JACK ENDINO The Thrown Ups? Probably the best band ever. Steve and Mark and Leighton and Ed would make the most ridiculous list of song titles you could think of, and pick from the list. “Okay, ‘Sloppy Pud Love.’ What would that sound like?” They’d start jamming, and they’d look at me and go, “Okay. We got it. Roll it.” And I would just roll tape, and they’d come back, listen to it, everybody’d have a good laugh, and then they’d go down the list again. “Okay, ‘Elephant Crack.’ What would that sound like?” Ed would literally make up lyrics on the spot. We’re not talking Hemingway here, but it was always funny as shit.
MIKE LARSON (Green River manager) When I became the manager for Green River, there was a little notice in the gossip column of The Rocket: “Michael Larson is now the manager of Green River, who are working with Joe Perry of Aerosmith fame in the studio.” I think Jeff actually put that in there. My sense is that he made up this rumor to create buzz.
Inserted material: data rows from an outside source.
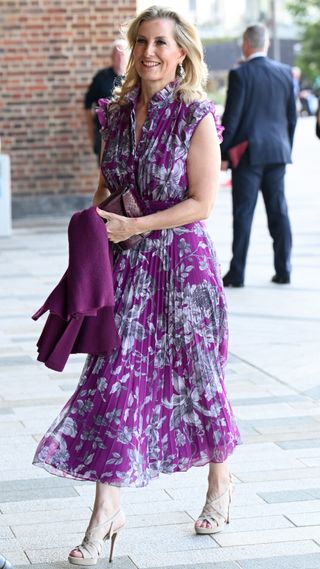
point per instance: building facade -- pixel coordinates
(50, 49)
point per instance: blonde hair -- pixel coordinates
(192, 85)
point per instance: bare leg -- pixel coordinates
(107, 503)
(218, 482)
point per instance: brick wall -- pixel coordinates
(49, 51)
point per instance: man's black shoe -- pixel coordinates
(280, 280)
(229, 282)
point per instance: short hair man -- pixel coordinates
(260, 110)
(102, 86)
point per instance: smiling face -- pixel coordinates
(156, 53)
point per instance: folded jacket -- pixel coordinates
(81, 315)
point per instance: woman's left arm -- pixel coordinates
(203, 170)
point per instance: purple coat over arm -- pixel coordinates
(158, 403)
(81, 316)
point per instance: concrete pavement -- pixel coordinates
(273, 382)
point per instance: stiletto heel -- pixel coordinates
(113, 539)
(91, 546)
(216, 512)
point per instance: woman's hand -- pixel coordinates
(119, 228)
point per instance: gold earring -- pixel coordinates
(180, 71)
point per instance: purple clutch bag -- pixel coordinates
(128, 204)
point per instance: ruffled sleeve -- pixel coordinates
(102, 114)
(197, 111)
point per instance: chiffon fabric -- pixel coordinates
(158, 403)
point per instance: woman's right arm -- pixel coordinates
(102, 192)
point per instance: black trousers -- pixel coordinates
(247, 180)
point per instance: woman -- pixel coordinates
(158, 404)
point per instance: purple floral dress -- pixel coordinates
(158, 404)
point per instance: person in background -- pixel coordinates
(261, 111)
(101, 86)
(296, 74)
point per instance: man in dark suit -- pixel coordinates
(261, 110)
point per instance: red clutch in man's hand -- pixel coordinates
(128, 204)
(236, 153)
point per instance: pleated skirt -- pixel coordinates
(158, 403)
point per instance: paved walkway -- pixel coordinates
(273, 380)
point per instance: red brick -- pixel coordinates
(50, 50)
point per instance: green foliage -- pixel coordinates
(301, 8)
(307, 15)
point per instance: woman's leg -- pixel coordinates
(218, 483)
(106, 504)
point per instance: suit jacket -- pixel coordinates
(81, 318)
(260, 108)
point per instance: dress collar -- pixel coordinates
(165, 95)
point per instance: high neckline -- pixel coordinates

I don’t think they ever met Joe Perry. But that rumor had a life of its own. And the funny thing is, if you look at the “Together We’ll Never”/“Ain’t Nothing to Do” single that we released, it says, “Produced by J. Perry.” For the next couple of years, every once in a while someone would go, “Hey, so have you guys been working with Aerosmith?”
BRUCE FAIRWEATHER Green River got to open for Public Image Ltd., at the Paramount Theatre in ’86. When I showed up, Andy Wood and Regan Hagar are hanging out backstage, and they’re totally out of control. I was like, “You guys seem hammered.”
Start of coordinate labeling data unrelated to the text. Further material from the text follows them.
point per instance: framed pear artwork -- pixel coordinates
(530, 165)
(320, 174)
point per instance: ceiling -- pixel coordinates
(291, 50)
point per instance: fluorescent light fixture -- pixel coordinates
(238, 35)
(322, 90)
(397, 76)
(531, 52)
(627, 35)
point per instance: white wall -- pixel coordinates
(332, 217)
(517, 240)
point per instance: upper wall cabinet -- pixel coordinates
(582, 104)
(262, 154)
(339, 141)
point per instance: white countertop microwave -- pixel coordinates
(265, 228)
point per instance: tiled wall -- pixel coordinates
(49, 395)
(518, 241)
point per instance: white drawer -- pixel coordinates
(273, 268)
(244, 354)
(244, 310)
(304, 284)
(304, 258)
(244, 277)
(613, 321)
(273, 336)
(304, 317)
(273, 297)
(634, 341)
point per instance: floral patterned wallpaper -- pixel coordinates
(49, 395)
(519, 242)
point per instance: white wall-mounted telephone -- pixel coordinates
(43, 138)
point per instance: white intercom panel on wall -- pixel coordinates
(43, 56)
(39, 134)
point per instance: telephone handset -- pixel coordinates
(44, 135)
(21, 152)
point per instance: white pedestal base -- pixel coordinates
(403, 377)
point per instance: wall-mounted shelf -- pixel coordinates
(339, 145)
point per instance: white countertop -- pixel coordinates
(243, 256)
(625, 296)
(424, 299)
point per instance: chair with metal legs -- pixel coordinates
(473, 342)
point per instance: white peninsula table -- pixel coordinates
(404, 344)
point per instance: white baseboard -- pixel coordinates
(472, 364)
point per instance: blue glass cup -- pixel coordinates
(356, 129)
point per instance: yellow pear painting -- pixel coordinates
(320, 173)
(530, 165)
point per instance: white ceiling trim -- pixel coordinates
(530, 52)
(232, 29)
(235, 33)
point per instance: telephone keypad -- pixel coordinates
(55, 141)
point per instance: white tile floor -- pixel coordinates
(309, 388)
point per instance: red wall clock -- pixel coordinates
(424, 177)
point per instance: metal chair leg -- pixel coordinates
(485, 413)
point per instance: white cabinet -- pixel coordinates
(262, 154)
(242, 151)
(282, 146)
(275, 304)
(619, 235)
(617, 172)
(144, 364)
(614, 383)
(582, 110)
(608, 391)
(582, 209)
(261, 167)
They’re like, “Yeah, we’ve been going upstairs to PIL’s dressing room and stealing their beer.” So I was like, “Hell, I’m going to have some.” Grabbed a couple of beers, and kept going up and taking a couple more. Finally, we just went up there and took everything.
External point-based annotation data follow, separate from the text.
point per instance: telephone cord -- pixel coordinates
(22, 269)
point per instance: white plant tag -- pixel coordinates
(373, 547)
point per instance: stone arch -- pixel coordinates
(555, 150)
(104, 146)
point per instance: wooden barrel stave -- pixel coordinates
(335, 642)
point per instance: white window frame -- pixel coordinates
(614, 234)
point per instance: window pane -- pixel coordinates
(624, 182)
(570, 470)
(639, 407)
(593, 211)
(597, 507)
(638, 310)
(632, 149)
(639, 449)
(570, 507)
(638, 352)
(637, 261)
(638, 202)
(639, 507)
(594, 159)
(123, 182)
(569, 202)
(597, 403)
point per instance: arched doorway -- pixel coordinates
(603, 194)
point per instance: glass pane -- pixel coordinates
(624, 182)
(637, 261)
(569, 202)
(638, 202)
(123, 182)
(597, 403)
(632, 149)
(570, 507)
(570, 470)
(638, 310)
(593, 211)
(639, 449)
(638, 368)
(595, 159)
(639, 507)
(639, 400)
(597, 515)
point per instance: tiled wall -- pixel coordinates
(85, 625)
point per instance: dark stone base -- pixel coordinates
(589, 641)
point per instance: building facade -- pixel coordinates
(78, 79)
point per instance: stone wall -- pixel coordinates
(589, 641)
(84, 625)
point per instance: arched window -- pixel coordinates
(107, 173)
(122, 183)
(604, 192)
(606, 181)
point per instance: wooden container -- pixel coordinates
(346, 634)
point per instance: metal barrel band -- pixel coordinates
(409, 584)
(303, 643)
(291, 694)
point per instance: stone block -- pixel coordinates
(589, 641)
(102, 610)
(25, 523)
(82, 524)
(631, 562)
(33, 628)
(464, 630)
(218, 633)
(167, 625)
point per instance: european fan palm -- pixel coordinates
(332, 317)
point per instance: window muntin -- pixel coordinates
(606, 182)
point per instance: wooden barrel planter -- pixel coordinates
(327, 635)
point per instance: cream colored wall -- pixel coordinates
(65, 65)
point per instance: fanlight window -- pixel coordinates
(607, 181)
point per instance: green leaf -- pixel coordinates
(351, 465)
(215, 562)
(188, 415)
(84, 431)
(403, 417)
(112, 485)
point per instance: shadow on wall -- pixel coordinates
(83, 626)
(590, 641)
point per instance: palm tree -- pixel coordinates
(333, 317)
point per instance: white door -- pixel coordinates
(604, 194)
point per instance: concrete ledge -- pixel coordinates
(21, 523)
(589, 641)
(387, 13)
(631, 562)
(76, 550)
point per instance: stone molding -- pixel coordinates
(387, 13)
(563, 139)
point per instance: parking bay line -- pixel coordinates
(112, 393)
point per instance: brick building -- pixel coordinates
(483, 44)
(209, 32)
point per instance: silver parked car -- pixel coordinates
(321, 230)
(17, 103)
STEVE TURNER I snuck in the back with Andrew and Regan from Malfunkshun. We were throwing lunch meat onto the roof of PIL’s tour bus. We were yelling back and forth at their dirtbag roadies, telling each other to fuck off. And finally, this voice from the sky says, “Would you like to be silenced?!” And that was John Lydon. Yeah, it’s fucking Johnny Rotten. And this shut us all up.
MARK ARM Our room was just down the hall and we could hear John Lydon fucking raising a hissy fit about the fact that there isn’t a La-Z-Boy recliner in his room. You’re supposed to be punk rock! By the time we played, we’d worked ourselves up into a tizzy about this outrageous behavior. It fed into my anger and made me want to fuck shit up.